Why is the universe expanding and where will it all end? This deserves a longer explanation than I’m capable of, involving gravity, dark matter and the cosmological constant. But what I can do is sum up the end of the universe thusly:
Have you ever known an explosion to collapse back in on itself?
Alternate theories for the end of the universe desperately grasp onto the idea that, hey, wouldn’t it be nice if everything did collapse back together again, so that like, the universe collapsed to form another big bang, then — toke — started up all over again?
*cough*
As I reminisced before, the mechanics of the universe are too perfect and deliberate to end with all the majesty of an intergalactic fart. Which is why I present, with absolutely no scientific rigor, how it is possible for the universe to end in that fantasy of stoned astrophysicists everywhere, the big crunch.
Yeah, yeah, I know there’s supergravity, dark energy, blah blah blah. We don’t need to use that scientifically valid thing with no mass and no observable properties known as magic dark matter, we can just use newtonian physics.
As the universe expands, graviational drag forces act less upon the quasars, pulsars and galaxies flying through space. As they expand away from each other, they will speed up, which is exactly what they’re shown to be doing. Eventually their velocity will reach 300,000,000 meters per second: the speed of light. Unfortunately, Einstein’s General Theory of Relativity says you can’t go faster than the speed of light, and here’s why: as an object approaches the speed of light, it takes a greater relative force to keep it accelerating.
I’ve looked and looked, but the vast and shallow wisdom of the internet never seems to go any further than this.
As far as I can tell, the luminescent speed limit only exists because anything moving faster would seem to move back in time, which, uh… it isn’t supposed to do. I guess. Look, it has something to do with time. That’s it. That’s the explanation.
However, in the fraction of a second just after the big bang, the universe expanded from an infinitesimal point to billions of light-years in less time it takes to blink, so it shows there’s at least some kind of precedent for faster-than-light travel.
We know this will happen because in the astronomically-near future the observable universe will shrink.

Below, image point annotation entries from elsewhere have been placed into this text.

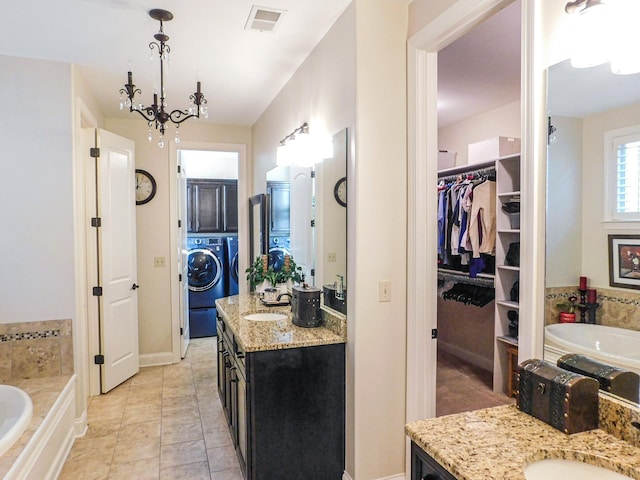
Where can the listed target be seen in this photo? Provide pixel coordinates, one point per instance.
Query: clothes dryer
(206, 264)
(233, 274)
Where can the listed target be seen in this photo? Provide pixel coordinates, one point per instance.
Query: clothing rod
(465, 278)
(479, 172)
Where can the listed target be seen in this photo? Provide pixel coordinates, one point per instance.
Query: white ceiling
(241, 71)
(481, 70)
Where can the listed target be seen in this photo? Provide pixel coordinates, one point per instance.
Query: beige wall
(36, 191)
(503, 121)
(153, 228)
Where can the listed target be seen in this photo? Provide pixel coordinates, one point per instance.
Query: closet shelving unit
(507, 189)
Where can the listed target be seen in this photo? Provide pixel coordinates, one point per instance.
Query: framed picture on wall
(624, 261)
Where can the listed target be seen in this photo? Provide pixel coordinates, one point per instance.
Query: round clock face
(340, 191)
(145, 187)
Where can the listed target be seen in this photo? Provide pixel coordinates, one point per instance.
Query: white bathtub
(610, 345)
(16, 410)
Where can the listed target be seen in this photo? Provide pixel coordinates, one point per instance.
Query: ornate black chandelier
(156, 113)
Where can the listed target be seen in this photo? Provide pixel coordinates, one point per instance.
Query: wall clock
(340, 191)
(145, 187)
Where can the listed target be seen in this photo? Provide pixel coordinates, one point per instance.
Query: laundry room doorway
(212, 216)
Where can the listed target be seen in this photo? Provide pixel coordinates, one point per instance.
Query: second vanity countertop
(257, 336)
(496, 444)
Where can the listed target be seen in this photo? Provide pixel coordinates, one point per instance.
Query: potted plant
(568, 309)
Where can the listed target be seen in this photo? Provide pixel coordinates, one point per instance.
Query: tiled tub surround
(617, 308)
(35, 350)
(40, 450)
(497, 443)
(276, 335)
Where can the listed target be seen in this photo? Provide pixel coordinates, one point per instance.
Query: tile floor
(164, 423)
(462, 387)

The rest of the universe will be moving away faster than the speed of light, relative to us at least.
And according to special relativity, as these bodies speed up, their mass will increase relative to objects outside their frame of reference, meaning they’ll appear to have a greater gravitational effect on the bodies around them, and the universe will begin to draw itself together again on the force that was conjured just from the ether that mass’s high velocity. Think of gravity in this case like the way a speeding subway train’s wake will draw loose newspapers, plastic bags, and other trash along with it. The beauty here is that the actual mass of the universe doesn’t need to increase! The cosmological constant can stay the same and we don’t need to rely on mysterious dark matter to explain it. We can have our cake and eat it too. At the speed of light.
Yes, this does all sound a bit too perfect. And I thought it would’ve taken longer for my writing to descend into yet another crackpot theory polluting the internet. Sure, this is one of those times where the adage “A little knowledge is a dangerous thing” seems applicable and I welcome someone — anyone — take me aside to explain to me why I’m wrong.
[NOTE: I went back and edited this post because reading it sounded like complete and utter nonsense, which may or may no longer be the case.]